On the Benefit of Optimal Transport for Curriculum Reinforcement Learning
Pascal Klink, Carlo D'Eramo, Jan Peters, Joni Pajarinen
TL;DR
This paper reframes curriculum reinforcement learning as constrained optimal transport between task distributions to ensure gradual, geometry-aware progression of task difficulty. By replacing KL-based similarity and/ or pure performance constraints with a Wasserstein-OT formulation, the authors introduce currot, a curriculum method that concentrates probability mass on contexts meeting a performance threshold, and compare it to gradient, which relies on Wasserstein barycenters between initial and target distributions. Through theoretical discussion and extensive experiments across discrete and continuous context spaces, the work demonstrates that OT-based curricula yield faster and more reliable learning, especially in settings with infeasible target tasks or non-Gaussian task distributions.
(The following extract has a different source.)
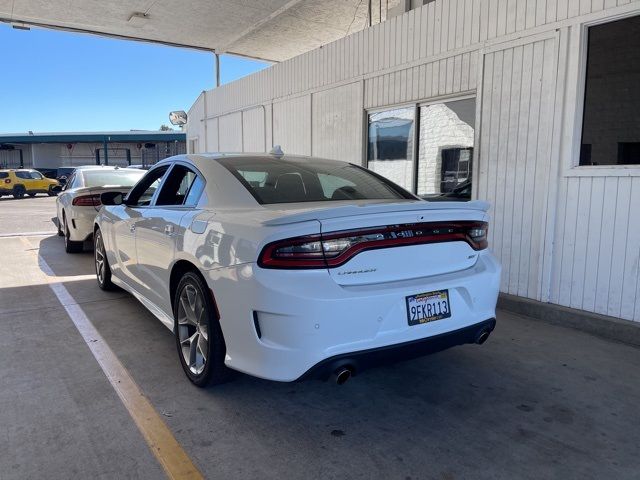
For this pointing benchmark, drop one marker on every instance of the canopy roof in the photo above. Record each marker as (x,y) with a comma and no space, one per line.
(266,29)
The results highlight the importance of explicit task similarity measures and adaptive constraint handling, and point to future directions in learned distance metrics and hybrid adaptive curricula.
Abstract
Curriculum reinforcement learning (CRL) allows solving complex tasks by generating a tailored sequence of learning tasks, starting from easy ones and subsequently increasing their difficulty. Although the potential of curricula in RL has been clearly shown in various works, it is less clear how to generate them for a given learning environment, resulting in various methods aiming to automate this task. In this work, we focus on framing curricula as interpolations between task distributions, which has previously been shown to be a viable approach to CRL. Identifying key issues of existing methods, we frame the generation of a curriculum as a constrained optimal transport problem between task distributions. Benchmarks show that this way of curriculum generation can improve upon existing CRL methods, yielding high performance in various tasks with different characteristics.